Insurance companies are experts at getting out of paying claims.
I know, that’s kind of hard to say spend a little more with insurance companies when you aren’t real sure they’re going to have your back. But you realize that the real reason injury lawyers make the big bucks isn’t because they are going after the other driver, but because they go after the insurance companies who try to pay too little. While I’m not a fan of ‘ambulance chasers’ they exist mostly because insurance companies don’t want to pay up.
And just like those ambulance chasers, if they get any whiff that you’re doing something that invalidates your insurance, you can bet they’re going to find it.

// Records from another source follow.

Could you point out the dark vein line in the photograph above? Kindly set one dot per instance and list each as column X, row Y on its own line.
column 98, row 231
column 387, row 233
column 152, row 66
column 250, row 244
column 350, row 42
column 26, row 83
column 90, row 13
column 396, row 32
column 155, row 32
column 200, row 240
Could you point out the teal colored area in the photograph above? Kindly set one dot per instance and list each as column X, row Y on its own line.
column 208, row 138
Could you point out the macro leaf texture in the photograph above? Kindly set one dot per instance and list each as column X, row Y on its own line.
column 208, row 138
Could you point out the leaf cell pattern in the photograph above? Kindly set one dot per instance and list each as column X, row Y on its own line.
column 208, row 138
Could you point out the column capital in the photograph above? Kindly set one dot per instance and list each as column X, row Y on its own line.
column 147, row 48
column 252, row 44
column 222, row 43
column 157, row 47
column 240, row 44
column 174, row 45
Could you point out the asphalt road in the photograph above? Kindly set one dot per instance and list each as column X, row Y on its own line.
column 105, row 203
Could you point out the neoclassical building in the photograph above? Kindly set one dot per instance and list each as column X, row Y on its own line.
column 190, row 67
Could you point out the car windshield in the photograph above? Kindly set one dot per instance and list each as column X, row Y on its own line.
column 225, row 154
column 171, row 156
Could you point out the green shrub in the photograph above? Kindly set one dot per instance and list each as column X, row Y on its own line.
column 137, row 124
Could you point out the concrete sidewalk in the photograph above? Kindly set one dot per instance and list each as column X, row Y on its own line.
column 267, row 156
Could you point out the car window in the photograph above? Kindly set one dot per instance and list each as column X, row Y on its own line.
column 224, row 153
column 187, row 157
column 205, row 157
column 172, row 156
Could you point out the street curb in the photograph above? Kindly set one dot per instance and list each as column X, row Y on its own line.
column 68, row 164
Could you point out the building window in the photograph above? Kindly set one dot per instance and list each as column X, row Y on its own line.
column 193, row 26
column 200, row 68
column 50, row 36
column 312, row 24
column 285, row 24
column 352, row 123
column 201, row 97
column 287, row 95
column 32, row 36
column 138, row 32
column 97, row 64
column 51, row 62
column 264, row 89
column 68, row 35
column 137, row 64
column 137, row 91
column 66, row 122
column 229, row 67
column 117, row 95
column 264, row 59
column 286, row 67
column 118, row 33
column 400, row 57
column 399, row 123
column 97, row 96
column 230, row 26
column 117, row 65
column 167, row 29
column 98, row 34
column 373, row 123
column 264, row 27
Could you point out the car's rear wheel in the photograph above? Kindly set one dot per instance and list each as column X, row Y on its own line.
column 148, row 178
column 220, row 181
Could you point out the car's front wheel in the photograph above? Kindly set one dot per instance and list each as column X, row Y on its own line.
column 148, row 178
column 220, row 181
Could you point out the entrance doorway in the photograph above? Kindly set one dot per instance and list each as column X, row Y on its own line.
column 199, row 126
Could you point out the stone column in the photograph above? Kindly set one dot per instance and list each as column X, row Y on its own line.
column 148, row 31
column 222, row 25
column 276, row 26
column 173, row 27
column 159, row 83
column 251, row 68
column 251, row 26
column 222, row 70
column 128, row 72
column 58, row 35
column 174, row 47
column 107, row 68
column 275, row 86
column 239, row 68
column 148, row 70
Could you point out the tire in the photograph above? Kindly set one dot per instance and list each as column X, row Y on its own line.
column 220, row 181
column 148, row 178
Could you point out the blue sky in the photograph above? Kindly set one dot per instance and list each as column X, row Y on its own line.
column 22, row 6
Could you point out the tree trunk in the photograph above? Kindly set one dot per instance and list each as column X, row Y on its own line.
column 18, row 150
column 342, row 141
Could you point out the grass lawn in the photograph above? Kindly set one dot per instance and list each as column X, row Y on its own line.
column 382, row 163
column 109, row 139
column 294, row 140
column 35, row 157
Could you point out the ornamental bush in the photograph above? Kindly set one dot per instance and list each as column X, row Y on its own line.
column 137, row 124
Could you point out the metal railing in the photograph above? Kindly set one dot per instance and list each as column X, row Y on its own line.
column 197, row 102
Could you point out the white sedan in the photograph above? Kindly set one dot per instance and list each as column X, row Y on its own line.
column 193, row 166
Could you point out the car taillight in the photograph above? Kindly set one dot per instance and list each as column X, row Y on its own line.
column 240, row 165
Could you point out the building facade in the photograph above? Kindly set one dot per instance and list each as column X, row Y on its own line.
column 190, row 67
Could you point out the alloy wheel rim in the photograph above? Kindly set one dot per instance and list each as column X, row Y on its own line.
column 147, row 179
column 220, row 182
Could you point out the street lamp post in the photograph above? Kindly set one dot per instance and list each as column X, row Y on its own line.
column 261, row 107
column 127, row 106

Is that a risk you’re willing to take? You honestly think you can get away with ‘I just won’t tell anyone I’m delivering’??? Are you willing to lose everything you have all because you wanted to save $30 a month?
THAT is the definition of bad business.
Make Sure You Are Covered
If you don’t know if your insurance will cover you, find out before you do another delivery. I’m serious here, it’s that important.
Find out if the platforms you are delivering for provide any coverage. Here are the three that I know of:
- Uber has the best coverage – they actually provide insurance coverage while you are on deliveries and while you are on your way to pick up deliveries. However, there have been cases where people have been in accidents while waiting for an order, and because they hadn’t received an order Uber didn’t cover them but because they were logged into the app it was enough for their insurance to get out of it.
- I’ve seen where Doordash has stated that they provide some coverage, but what I’ve seen is that it’s only during the time that you have food in your car. That would mean you are not covered while en route to the restaurant.
- I emailed my driver specialist from Grubhub right when I started and he specifically stated Grubhub provides no coverage.
Find out what your insurance policy covers. You want to look especially for exclusions, you are almost sure to find delivery and rideshare specifically excluded if it’s just a standard policy.
Find out if your insurance company offers a rider or add on to cover delivery work. Some do, some don’t. My company did not so I took my car off the family policy and got a commercial policy.
Whatever you have to do to make sure you are covered, do it. Don’t wait, and don’t take the chance of doing deliveries without doing it.